Who Do You Trust? Honesty Ratings by Career

Periodically, someone does a survey on the trustworthiness of various professions. Last month it was time for Gallup to do their annual poll of “Honesty and Ethical Standards of Professions.”

All the fun happens at the bottom of the list. The good news for politicians is that their ratings were up from last year. The bad news is that puts them in next to last place, just ahead of car salesmen.

Over the years, the ratings of engineers have gone steadily upward. Pharmacists and doctors rate near the top of the lists, as they have for years.

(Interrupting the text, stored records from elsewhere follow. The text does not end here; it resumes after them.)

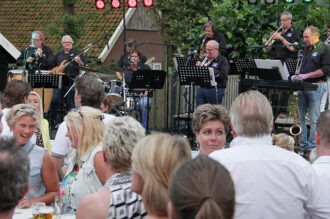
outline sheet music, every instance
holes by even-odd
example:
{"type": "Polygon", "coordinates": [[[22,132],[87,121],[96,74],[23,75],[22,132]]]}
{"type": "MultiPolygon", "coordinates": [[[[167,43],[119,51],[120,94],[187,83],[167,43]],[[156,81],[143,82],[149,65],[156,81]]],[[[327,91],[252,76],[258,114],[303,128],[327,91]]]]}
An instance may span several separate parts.
{"type": "Polygon", "coordinates": [[[278,69],[281,74],[282,80],[288,80],[289,78],[289,71],[284,63],[282,64],[281,60],[274,60],[274,59],[255,59],[254,60],[257,68],[264,68],[264,69],[278,69]]]}
{"type": "Polygon", "coordinates": [[[217,86],[217,82],[215,81],[215,76],[214,76],[214,69],[213,68],[209,68],[209,72],[210,72],[210,76],[211,76],[211,85],[212,86],[217,86]]]}

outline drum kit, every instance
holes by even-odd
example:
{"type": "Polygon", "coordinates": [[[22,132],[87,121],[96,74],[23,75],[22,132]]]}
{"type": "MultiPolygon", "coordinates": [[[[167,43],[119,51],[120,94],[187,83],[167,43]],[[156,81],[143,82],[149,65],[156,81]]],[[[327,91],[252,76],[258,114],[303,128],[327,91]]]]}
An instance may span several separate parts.
{"type": "Polygon", "coordinates": [[[120,115],[127,115],[137,110],[139,94],[129,91],[124,81],[109,81],[105,91],[106,95],[111,97],[114,110],[120,115]]]}

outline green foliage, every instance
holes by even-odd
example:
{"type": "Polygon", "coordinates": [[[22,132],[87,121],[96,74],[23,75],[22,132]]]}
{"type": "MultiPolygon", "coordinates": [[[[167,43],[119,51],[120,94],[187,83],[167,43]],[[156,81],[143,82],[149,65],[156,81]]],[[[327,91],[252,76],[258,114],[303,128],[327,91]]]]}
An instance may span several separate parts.
{"type": "MultiPolygon", "coordinates": [[[[317,26],[324,33],[330,17],[329,0],[310,4],[300,0],[295,4],[281,1],[280,7],[280,13],[287,10],[293,14],[293,25],[299,30],[301,39],[308,25],[317,26]]],[[[230,59],[255,57],[255,50],[251,47],[265,43],[270,32],[279,26],[278,5],[266,5],[264,1],[250,5],[247,0],[167,0],[155,1],[154,9],[162,15],[158,21],[163,37],[183,53],[189,47],[198,46],[203,24],[209,19],[225,34],[230,59]]],[[[300,43],[302,47],[303,41],[300,43]]],[[[269,57],[265,51],[259,51],[259,55],[269,57]]]]}

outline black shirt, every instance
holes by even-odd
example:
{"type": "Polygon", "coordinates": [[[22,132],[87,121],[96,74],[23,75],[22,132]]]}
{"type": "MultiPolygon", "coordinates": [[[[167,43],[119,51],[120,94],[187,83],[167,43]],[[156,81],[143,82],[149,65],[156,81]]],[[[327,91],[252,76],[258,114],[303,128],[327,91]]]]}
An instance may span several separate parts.
{"type": "MultiPolygon", "coordinates": [[[[80,52],[75,49],[71,49],[69,53],[64,53],[64,50],[57,53],[55,56],[55,66],[59,66],[64,60],[70,61],[80,52]]],[[[86,65],[86,59],[83,55],[80,56],[81,61],[86,65]]],[[[75,61],[71,62],[64,70],[65,75],[69,75],[70,77],[75,78],[79,75],[79,64],[75,61]]]]}
{"type": "MultiPolygon", "coordinates": [[[[227,80],[228,80],[228,72],[230,70],[229,63],[227,59],[218,55],[209,65],[208,67],[213,67],[214,69],[214,77],[215,81],[219,88],[226,88],[227,80]]],[[[210,86],[210,88],[212,88],[210,86]]]]}
{"type": "Polygon", "coordinates": [[[326,81],[326,76],[330,76],[330,47],[318,41],[309,51],[306,47],[303,51],[303,62],[301,65],[301,74],[309,73],[321,69],[323,76],[318,78],[307,78],[306,82],[326,81]]]}
{"type": "Polygon", "coordinates": [[[219,32],[215,32],[212,38],[209,38],[209,37],[206,36],[206,34],[204,34],[201,37],[200,41],[199,41],[197,54],[200,53],[200,48],[201,48],[201,45],[203,43],[204,38],[205,38],[204,51],[205,51],[206,43],[210,40],[215,40],[219,43],[219,52],[220,52],[220,54],[223,55],[223,56],[226,55],[226,39],[225,39],[224,35],[222,33],[219,33],[219,32]]]}
{"type": "MultiPolygon", "coordinates": [[[[283,32],[281,36],[289,43],[299,42],[299,32],[291,26],[286,32],[283,32]]],[[[273,43],[272,51],[274,59],[285,60],[288,58],[295,58],[295,52],[290,51],[287,47],[282,47],[283,42],[281,40],[275,40],[273,43]]]]}
{"type": "MultiPolygon", "coordinates": [[[[128,62],[129,53],[126,52],[122,54],[118,60],[118,66],[121,68],[129,69],[130,63],[128,62]]],[[[144,64],[147,61],[147,58],[143,54],[139,54],[139,62],[144,64]]]]}
{"type": "Polygon", "coordinates": [[[42,45],[42,57],[36,54],[36,48],[27,46],[21,51],[21,55],[18,57],[16,64],[18,66],[24,66],[29,74],[34,74],[37,70],[50,70],[54,67],[54,54],[53,51],[45,45],[42,45]],[[29,58],[35,58],[33,62],[27,63],[29,58]]]}

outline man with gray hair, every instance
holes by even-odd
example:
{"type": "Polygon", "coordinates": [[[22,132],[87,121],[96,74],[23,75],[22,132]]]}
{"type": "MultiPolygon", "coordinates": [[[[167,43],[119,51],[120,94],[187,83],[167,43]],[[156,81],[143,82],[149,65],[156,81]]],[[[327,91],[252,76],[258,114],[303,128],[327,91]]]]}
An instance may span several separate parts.
{"type": "MultiPolygon", "coordinates": [[[[79,75],[79,67],[87,64],[83,55],[77,56],[80,51],[72,48],[73,40],[69,35],[62,37],[62,46],[63,49],[55,55],[55,66],[57,66],[57,71],[64,72],[65,75],[70,77],[70,83],[63,85],[62,89],[54,89],[53,98],[50,106],[50,126],[54,127],[57,121],[57,112],[58,107],[62,106],[65,103],[66,112],[74,107],[74,89],[72,89],[69,94],[64,97],[67,91],[70,89],[73,84],[73,80],[79,75]],[[66,62],[73,60],[68,66],[63,70],[61,66],[66,62]]],[[[57,72],[57,73],[60,73],[57,72]]]]}
{"type": "Polygon", "coordinates": [[[15,207],[28,192],[29,156],[15,139],[0,138],[0,218],[12,218],[15,207]]]}
{"type": "Polygon", "coordinates": [[[312,166],[325,189],[330,191],[330,110],[322,112],[317,120],[315,143],[319,157],[312,166]]]}
{"type": "Polygon", "coordinates": [[[330,218],[330,194],[311,164],[272,144],[272,108],[258,91],[241,93],[231,106],[230,148],[209,156],[230,172],[236,193],[235,219],[330,218]]]}
{"type": "Polygon", "coordinates": [[[219,43],[210,40],[206,44],[206,56],[197,66],[210,67],[214,70],[216,86],[201,86],[196,95],[196,107],[205,103],[221,104],[228,80],[229,64],[227,59],[219,53],[219,43]]]}

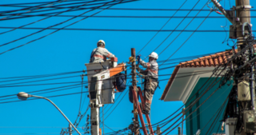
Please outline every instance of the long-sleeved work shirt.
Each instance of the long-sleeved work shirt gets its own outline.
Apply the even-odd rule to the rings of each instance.
[[[154,79],[158,79],[158,64],[155,60],[150,61],[150,62],[145,62],[140,59],[140,64],[146,68],[145,71],[147,71],[146,75]]]
[[[106,58],[114,58],[114,55],[109,52],[106,48],[95,48],[90,54],[90,63],[106,62]]]

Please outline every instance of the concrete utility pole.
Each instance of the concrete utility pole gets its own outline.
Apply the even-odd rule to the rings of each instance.
[[[133,58],[136,58],[136,54],[135,54],[135,49],[132,48],[131,49],[131,56]],[[132,82],[133,82],[133,87],[137,89],[137,80],[136,80],[136,61],[134,61],[132,62]],[[137,93],[137,90],[135,90]],[[137,93],[138,95],[138,93]],[[138,124],[138,109],[136,107],[136,102],[134,99],[133,101],[134,102],[134,135],[138,135],[139,134],[139,124]]]
[[[226,135],[251,135],[256,133],[255,51],[252,46],[252,25],[250,24],[250,0],[235,0],[231,10],[225,10],[216,0],[211,0],[221,12],[233,24],[230,26],[230,38],[237,39],[238,55],[232,60],[231,70],[234,72],[234,87],[229,99],[229,111],[226,120]],[[234,49],[233,49],[234,50]],[[242,52],[241,52],[242,51]],[[233,112],[234,110],[234,112]]]
[[[69,133],[70,135],[72,135],[72,125],[70,124],[69,125]]]
[[[178,134],[182,135],[181,127],[178,127]]]

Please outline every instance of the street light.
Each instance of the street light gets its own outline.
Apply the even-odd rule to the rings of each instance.
[[[74,126],[74,125],[70,122],[70,121],[66,117],[66,115],[62,113],[62,111],[53,102],[51,101],[50,99],[44,97],[40,97],[40,96],[34,96],[34,95],[30,95],[24,92],[20,92],[17,94],[17,97],[18,99],[22,100],[22,101],[26,101],[27,98],[30,97],[38,97],[38,98],[43,98],[47,100],[48,101],[50,101],[51,104],[53,104],[56,109],[63,115],[63,117],[66,118],[66,121],[68,121],[70,122],[70,124],[72,125],[72,127],[78,132],[78,133],[79,135],[81,135],[81,133],[79,133],[79,131],[77,129],[77,128],[75,128]]]

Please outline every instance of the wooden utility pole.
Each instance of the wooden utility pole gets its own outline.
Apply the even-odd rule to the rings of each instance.
[[[131,49],[131,56],[133,58],[136,58],[136,54],[135,54],[135,49],[134,48],[132,48]],[[132,82],[133,82],[133,87],[134,88],[137,88],[137,80],[136,80],[136,61],[134,61],[132,62],[132,71],[131,71],[131,73],[132,73]],[[135,90],[136,93],[137,93],[137,90]],[[137,95],[138,95],[138,93],[137,93]],[[134,135],[138,135],[139,134],[139,124],[138,124],[138,109],[136,107],[136,103],[135,103],[135,101],[134,99],[133,101],[134,102]]]

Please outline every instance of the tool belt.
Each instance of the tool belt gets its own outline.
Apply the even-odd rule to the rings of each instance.
[[[151,83],[152,81],[155,81],[155,82],[158,83],[158,85],[155,87],[155,89],[146,89],[146,88],[148,88],[148,86],[147,86],[146,85],[151,85],[150,83]],[[148,82],[149,82],[149,83],[148,83]],[[157,89],[157,88],[158,88],[158,84],[159,84],[158,79],[146,77],[146,78],[145,79],[145,81],[144,81],[145,91],[150,92],[152,94],[154,94],[154,92],[155,92],[155,90]]]

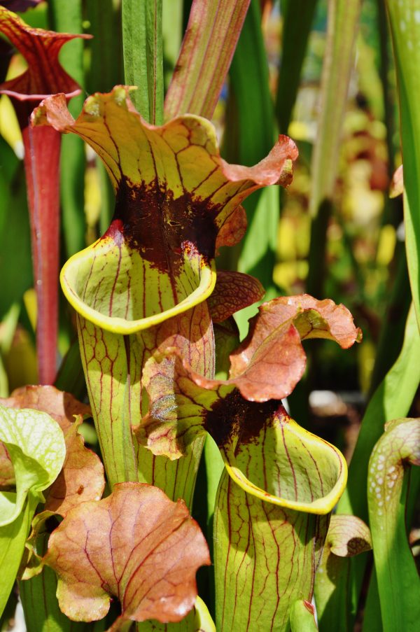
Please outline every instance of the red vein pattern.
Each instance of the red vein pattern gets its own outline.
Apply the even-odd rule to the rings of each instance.
[[[163,623],[181,621],[192,608],[195,573],[210,563],[185,503],[139,483],[116,485],[103,500],[69,512],[44,560],[58,575],[59,603],[70,619],[102,619],[113,595],[121,621]]]

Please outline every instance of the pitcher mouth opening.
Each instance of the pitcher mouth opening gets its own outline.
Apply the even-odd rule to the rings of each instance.
[[[83,318],[129,335],[158,325],[205,300],[216,283],[214,262],[190,244],[180,253],[176,276],[154,268],[111,235],[74,255],[60,274],[63,292]]]
[[[260,461],[258,454],[255,456],[255,461],[260,462],[262,447],[258,442],[247,444],[243,449],[239,444],[234,454],[222,451],[229,475],[242,489],[260,500],[306,513],[330,513],[346,484],[347,467],[343,455],[333,445],[300,428],[290,418],[284,425],[284,428],[288,427],[286,433],[279,432],[277,425],[263,429],[266,441],[267,432],[273,431],[270,443],[276,446],[272,458],[265,451],[265,489],[260,486],[256,479],[253,480],[255,477],[252,474],[244,474],[252,472],[253,453],[258,452],[258,448]],[[287,434],[291,440],[286,440]],[[294,438],[298,440],[295,445]],[[322,468],[318,464],[320,461],[323,462]],[[326,468],[326,463],[328,467]]]

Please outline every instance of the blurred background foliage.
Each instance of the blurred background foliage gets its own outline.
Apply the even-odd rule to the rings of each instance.
[[[64,4],[67,8],[59,0],[41,2],[22,17],[34,26],[94,36],[92,40],[72,41],[62,51],[63,65],[85,92],[71,103],[76,115],[88,94],[124,83],[121,7],[118,0],[73,0]],[[166,87],[190,6],[187,0],[163,2]],[[363,343],[342,353],[336,346],[318,341],[309,357],[307,379],[290,397],[289,405],[300,423],[335,442],[349,455],[367,397],[401,348],[410,293],[402,197],[390,199],[388,195],[391,178],[401,157],[391,42],[383,3],[377,0],[362,3],[360,18],[350,34],[355,47],[344,115],[338,121],[339,155],[333,165],[335,172],[330,174],[333,188],[325,244],[322,232],[314,230],[313,149],[323,133],[320,101],[328,8],[327,0],[251,2],[214,115],[223,153],[230,162],[255,163],[281,132],[297,142],[300,157],[286,193],[279,195],[276,188],[271,188],[254,194],[247,202],[248,235],[240,247],[221,253],[218,266],[258,276],[267,290],[267,297],[271,298],[308,290],[309,271],[324,262],[316,279],[322,295],[317,297],[344,303],[363,330]],[[19,55],[13,51],[4,53],[2,80],[23,68]],[[328,134],[328,129],[325,132]],[[93,152],[78,139],[66,137],[64,141],[62,262],[104,232],[113,204],[106,174]],[[2,96],[2,396],[17,386],[37,382],[36,305],[22,154],[14,111],[8,97]],[[251,313],[248,309],[238,315],[242,336]],[[80,397],[84,382],[73,324],[69,307],[62,300],[57,384]],[[418,398],[412,412],[420,414]]]

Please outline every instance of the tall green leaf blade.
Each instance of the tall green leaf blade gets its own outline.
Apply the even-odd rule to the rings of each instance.
[[[81,0],[71,2],[52,0],[48,3],[48,8],[51,28],[64,33],[83,32]],[[69,74],[84,87],[83,41],[77,38],[69,43],[63,50],[60,60]],[[69,108],[73,115],[78,113],[83,103],[83,95],[71,100]],[[83,142],[78,138],[63,138],[60,167],[65,177],[61,178],[61,204],[67,256],[85,246],[85,164]]]
[[[331,213],[342,127],[354,63],[360,0],[330,0],[316,142],[312,162],[312,218],[307,290],[323,295],[326,233]]]
[[[34,517],[37,501],[27,502],[16,520],[0,527],[0,565],[2,570],[0,582],[0,616],[7,603],[15,579],[19,570]]]
[[[87,87],[90,93],[106,92],[123,83],[120,10],[113,0],[87,0],[86,15],[93,36]]]
[[[124,73],[133,101],[149,122],[163,122],[162,0],[122,0]]]
[[[276,115],[279,129],[287,134],[317,0],[286,0],[282,3],[283,46]]]
[[[387,0],[386,6],[400,99],[407,259],[420,328],[420,112],[417,99],[420,91],[420,3],[417,0]]]
[[[164,116],[211,118],[221,92],[249,0],[195,0],[172,80]]]
[[[368,519],[365,489],[368,463],[384,424],[407,414],[420,382],[420,338],[414,308],[410,311],[404,344],[392,369],[376,391],[362,421],[357,444],[349,468],[349,481],[337,511]]]

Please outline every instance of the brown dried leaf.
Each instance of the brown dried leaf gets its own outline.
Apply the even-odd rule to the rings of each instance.
[[[253,276],[220,270],[217,273],[214,290],[207,300],[211,319],[222,323],[235,311],[259,301],[265,293],[264,288]]]
[[[250,401],[282,399],[299,381],[306,364],[301,340],[326,338],[348,349],[361,339],[344,305],[307,294],[280,297],[259,308],[248,336],[232,354],[230,379]]]
[[[105,486],[104,466],[99,458],[85,447],[83,437],[78,434],[83,415],[90,414],[89,406],[78,402],[69,393],[47,386],[23,386],[14,391],[10,398],[0,399],[0,403],[9,408],[47,412],[64,434],[66,458],[60,474],[45,492],[46,510],[65,516],[75,505],[102,498]]]
[[[67,514],[44,559],[59,577],[61,610],[74,621],[105,616],[111,595],[121,620],[181,621],[197,596],[195,573],[209,549],[183,500],[157,487],[121,483]]]

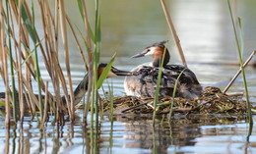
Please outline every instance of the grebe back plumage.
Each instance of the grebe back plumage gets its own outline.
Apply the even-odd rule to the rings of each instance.
[[[167,65],[169,53],[165,47],[166,41],[161,41],[148,46],[143,52],[134,55],[132,58],[153,56],[152,63],[145,63],[134,68],[131,72],[137,76],[125,77],[124,88],[127,95],[138,97],[154,97],[157,87],[159,67],[163,58],[163,68],[160,87],[160,96],[172,96],[175,81],[177,81],[177,91],[175,96],[183,98],[198,98],[201,96],[202,87],[195,74],[181,65]]]

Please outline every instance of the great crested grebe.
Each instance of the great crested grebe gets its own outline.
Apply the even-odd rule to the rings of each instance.
[[[159,75],[159,67],[163,59],[161,79],[160,86],[160,96],[172,96],[174,84],[178,76],[177,89],[175,96],[186,99],[199,98],[202,94],[202,86],[195,74],[181,65],[167,65],[169,62],[169,52],[165,47],[167,41],[155,43],[146,49],[132,56],[139,58],[153,56],[153,62],[145,63],[134,68],[131,72],[137,76],[129,76],[124,79],[124,89],[127,95],[138,97],[154,97]],[[163,56],[163,54],[165,55]]]
[[[102,72],[104,71],[105,67],[107,64],[101,63],[98,65],[97,68],[97,77],[100,77],[100,75],[102,74]],[[107,78],[108,77],[114,77],[117,76],[132,76],[132,74],[130,72],[126,72],[126,71],[121,71],[118,70],[114,67],[112,67],[110,69],[110,71],[107,74]],[[81,102],[82,98],[85,96],[86,92],[88,91],[88,84],[89,84],[89,77],[88,74],[84,77],[84,78],[80,81],[80,83],[78,84],[78,86],[76,87],[76,89],[74,90],[74,95],[75,95],[75,101],[74,104],[77,105],[78,103]],[[17,91],[16,91],[17,92]],[[17,94],[18,95],[18,94]],[[38,97],[37,94],[35,94],[36,97]],[[44,95],[42,95],[42,98],[44,99]],[[0,101],[4,102],[5,101],[5,92],[0,92]],[[65,97],[62,96],[62,101],[64,103],[66,103]]]

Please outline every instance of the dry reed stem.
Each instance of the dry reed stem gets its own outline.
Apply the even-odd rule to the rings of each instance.
[[[59,109],[62,108],[61,105],[61,96],[60,96],[60,88],[59,88],[59,77],[58,77],[58,72],[56,71],[56,62],[57,58],[53,58],[53,54],[55,54],[56,51],[54,48],[54,39],[53,39],[53,34],[52,34],[52,27],[51,27],[51,13],[50,9],[47,4],[48,1],[38,1],[40,11],[41,11],[41,18],[42,18],[42,26],[43,26],[43,33],[44,33],[44,38],[45,38],[45,47],[46,47],[46,55],[48,57],[48,62],[50,64],[50,72],[49,76],[51,77],[52,83],[53,83],[53,88],[56,96],[56,102],[57,106]],[[54,29],[54,28],[53,28]],[[46,93],[46,92],[45,92]]]
[[[80,43],[79,43],[77,34],[76,34],[76,32],[75,32],[75,30],[74,30],[74,27],[73,27],[73,26],[72,26],[72,24],[71,24],[71,21],[70,21],[70,19],[69,19],[69,17],[68,17],[67,15],[66,15],[66,19],[67,19],[67,22],[68,22],[68,24],[69,24],[70,29],[71,29],[71,31],[72,31],[72,33],[73,33],[73,35],[74,35],[74,38],[75,38],[76,43],[77,43],[77,45],[78,45],[78,49],[79,49],[79,51],[80,51],[81,57],[82,57],[82,59],[83,59],[83,62],[84,62],[84,64],[85,64],[85,67],[86,67],[87,72],[88,72],[87,60],[86,60],[85,54],[84,54],[84,52],[83,52],[83,49],[82,49],[82,47],[81,47],[81,45],[80,45]]]
[[[251,55],[249,56],[249,58],[243,63],[242,68],[245,68],[248,63],[251,61],[251,59],[253,58],[253,56],[255,55],[256,51],[253,51],[251,53]],[[237,77],[241,74],[242,72],[242,68],[240,67],[239,70],[237,71],[237,73],[234,75],[234,77],[232,77],[232,79],[229,81],[229,83],[225,86],[225,88],[224,89],[224,93],[225,93],[228,88],[232,85],[232,83],[234,82],[234,80],[237,78]]]
[[[24,0],[21,0],[19,2],[19,21],[18,21],[18,27],[19,27],[19,41],[18,41],[18,78],[19,78],[19,104],[20,104],[20,111],[21,111],[21,122],[23,122],[24,119],[24,113],[25,113],[25,105],[24,105],[24,99],[23,99],[23,81],[22,81],[22,76],[23,76],[23,68],[22,68],[22,5],[24,3]]]
[[[177,49],[178,49],[178,52],[179,52],[179,56],[180,56],[180,58],[181,58],[181,61],[182,61],[182,63],[183,63],[184,67],[187,68],[186,59],[185,59],[185,56],[184,56],[182,47],[181,47],[181,45],[180,45],[180,41],[179,41],[178,35],[177,35],[177,33],[176,33],[174,25],[173,25],[173,23],[172,23],[172,21],[171,21],[171,18],[170,18],[170,15],[169,15],[169,12],[168,12],[166,3],[165,3],[164,0],[160,0],[160,3],[161,3],[161,6],[162,6],[162,9],[163,9],[163,12],[164,12],[164,15],[165,15],[166,22],[167,22],[167,24],[168,24],[169,29],[170,29],[170,31],[171,31],[171,33],[172,33],[172,36],[173,36],[173,38],[174,38],[176,47],[177,47]]]
[[[74,92],[72,87],[72,80],[71,80],[71,72],[70,72],[70,62],[69,62],[69,48],[68,48],[68,39],[67,39],[67,27],[66,27],[66,13],[65,13],[65,4],[64,1],[59,2],[59,8],[60,8],[60,26],[61,26],[61,33],[62,33],[62,41],[65,49],[65,62],[66,62],[66,69],[67,69],[67,77],[68,77],[68,83],[69,83],[69,89],[70,89],[70,107],[67,106],[69,109],[69,114],[71,121],[75,120],[75,105],[74,105]]]
[[[48,81],[46,81],[45,88],[48,89]],[[44,115],[43,119],[41,121],[40,128],[43,128],[43,126],[46,122],[46,119],[48,117],[48,93],[45,93],[45,99],[44,99]]]
[[[2,0],[0,0],[0,4],[3,4]],[[5,16],[4,16],[4,8],[3,5],[0,6],[0,51],[1,51],[1,61],[2,61],[2,69],[1,69],[1,76],[4,79],[5,83],[5,109],[6,109],[6,117],[5,117],[5,124],[10,124],[10,98],[9,98],[9,80],[8,80],[8,66],[7,66],[7,49],[6,49],[6,35],[4,30],[4,22],[5,22]]]
[[[91,31],[90,31],[90,24],[89,24],[89,19],[87,15],[87,7],[86,7],[86,2],[85,0],[82,0],[83,8],[84,8],[84,15],[85,15],[85,26],[87,29],[87,43],[89,47],[88,51],[88,59],[89,59],[89,69],[88,69],[88,77],[89,77],[89,84],[88,84],[88,95],[87,95],[87,104],[85,105],[85,112],[84,112],[84,117],[87,117],[89,109],[90,109],[90,99],[91,99],[91,92],[92,92],[92,87],[94,85],[94,63],[93,63],[93,49],[92,49],[92,38],[91,38]]]

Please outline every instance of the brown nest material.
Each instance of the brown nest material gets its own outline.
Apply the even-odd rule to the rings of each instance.
[[[119,96],[113,99],[114,114],[134,113],[150,114],[154,112],[154,98],[138,98],[135,96]],[[104,111],[110,110],[109,100],[103,101]],[[161,97],[157,104],[157,114],[235,114],[246,113],[246,103],[238,96],[229,96],[218,87],[208,86],[202,97],[184,99]]]

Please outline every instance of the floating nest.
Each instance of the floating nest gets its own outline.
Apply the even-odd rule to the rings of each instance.
[[[110,111],[109,100],[103,100],[104,111]],[[151,114],[154,112],[154,98],[135,96],[119,96],[113,99],[114,114]],[[202,97],[184,99],[160,97],[157,103],[157,114],[228,114],[241,115],[246,113],[246,103],[240,96],[224,94],[218,87],[208,86]]]

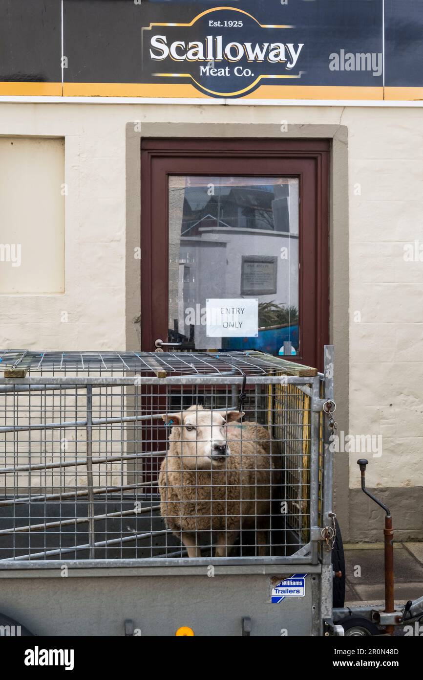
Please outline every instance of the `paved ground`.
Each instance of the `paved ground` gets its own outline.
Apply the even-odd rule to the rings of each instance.
[[[384,597],[382,543],[344,545],[346,605],[381,602]],[[423,595],[423,543],[394,543],[395,602]]]

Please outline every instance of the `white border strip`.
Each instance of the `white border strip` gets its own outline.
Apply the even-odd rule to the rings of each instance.
[[[217,106],[373,106],[422,108],[423,100],[394,99],[174,99],[142,97],[27,97],[2,95],[0,103],[22,104],[179,104]]]

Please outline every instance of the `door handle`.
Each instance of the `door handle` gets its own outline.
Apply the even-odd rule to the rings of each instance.
[[[195,350],[196,345],[194,342],[191,342],[189,340],[185,342],[163,342],[162,340],[158,339],[154,345],[158,349],[160,349],[163,347],[181,347],[183,350]]]

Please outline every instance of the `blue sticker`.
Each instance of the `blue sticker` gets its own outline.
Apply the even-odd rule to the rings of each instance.
[[[272,589],[272,602],[277,605],[286,597],[304,597],[307,575],[293,574],[289,578],[280,581]]]

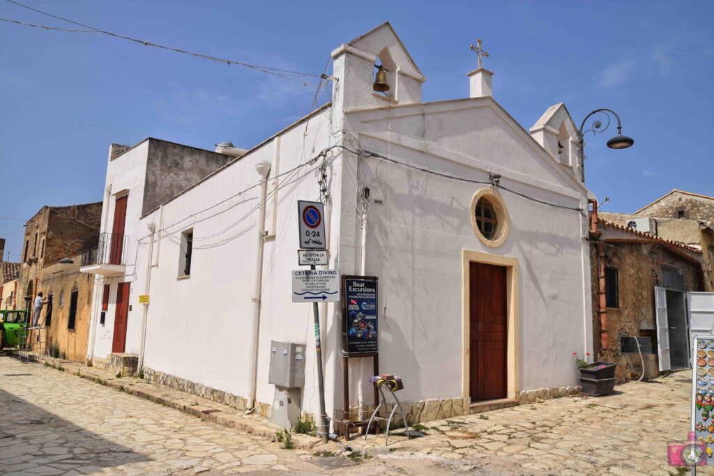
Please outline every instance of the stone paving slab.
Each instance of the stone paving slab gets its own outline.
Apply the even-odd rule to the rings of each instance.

But heading the list of most honest and ethical professions are – nurses. As the article puts it:

[nurses] have scored at the top of all professions every year since they were first included in the list in 1999 — apart from 2001, when Gallup asked about “firefighters” on a one-time basis after the Sept. 11 terrorist attacks. Nurses receive a 10-percentage-point higher rating than pharmacists, who in turn are five points above medical doctors.

This finding makes perfect sense if you’ve followed the findings of Trusted Advisor Associates’ Trust Quotient Assessment, outlined in the White Paper – Think More Expertise Will Make You More Trusted?  Think Again.

The Trust-Power of Intimacy

These findings are based on the four factors of the Trust Equation – credibility, reliability, intimacy, and self-orientation. Based on 12,700 people who took the assessment (since grown to over 25,000), it turned out that the most powerful of the four factors was – intimacy.

High overall trust scores were more highly correlated with high intimacy scores than with any other component. (Intimacy in this study was defined as giving others a sense of security and willingness to confide in them).

Interestingly, women scored as more trustworthy than men. And almost all of the higher ratings for women were due to women’s higher score on one of the four factors – intimacy.

Back to nursing. Ask yourself: which of the four trustworthiness factors are most associated with nursing? Intimacy comes top of mind. We are, figuratively and literally, naked before nurses, and we trust them. It makes perfect sense that nurses consistently outrank all others in most-trusted-professions surveys.

The Soft Stuff is the Hard Stuff

If you’re interested in improving trust in your organization, or in becoming more trustworthy as an individuals, the best route there lies not just through advanced degrees, track records and testimonials – it lies in increased intimacy.

Intimacy correlates with a group of what’s commonly known as “soft” attributes – emotional intelligence, listening, empathy.  Want to move the needle? Show some hard results? This is how you do it. The soft stuff turns out to be the hard stuff.

2 replies
  1. John
    John says:

    Thanks Charlie for re-enforcing the need to develop and practice intimacy. This is the area I have been working on (steep road) I have always prided myself on the Credibility and Reliability components of the Trust Equation.

    What I have found is that while I don’t notice a discernible difference in business closed or won since focusing on intimacy, I have made more friends and that is valuable in and of itself.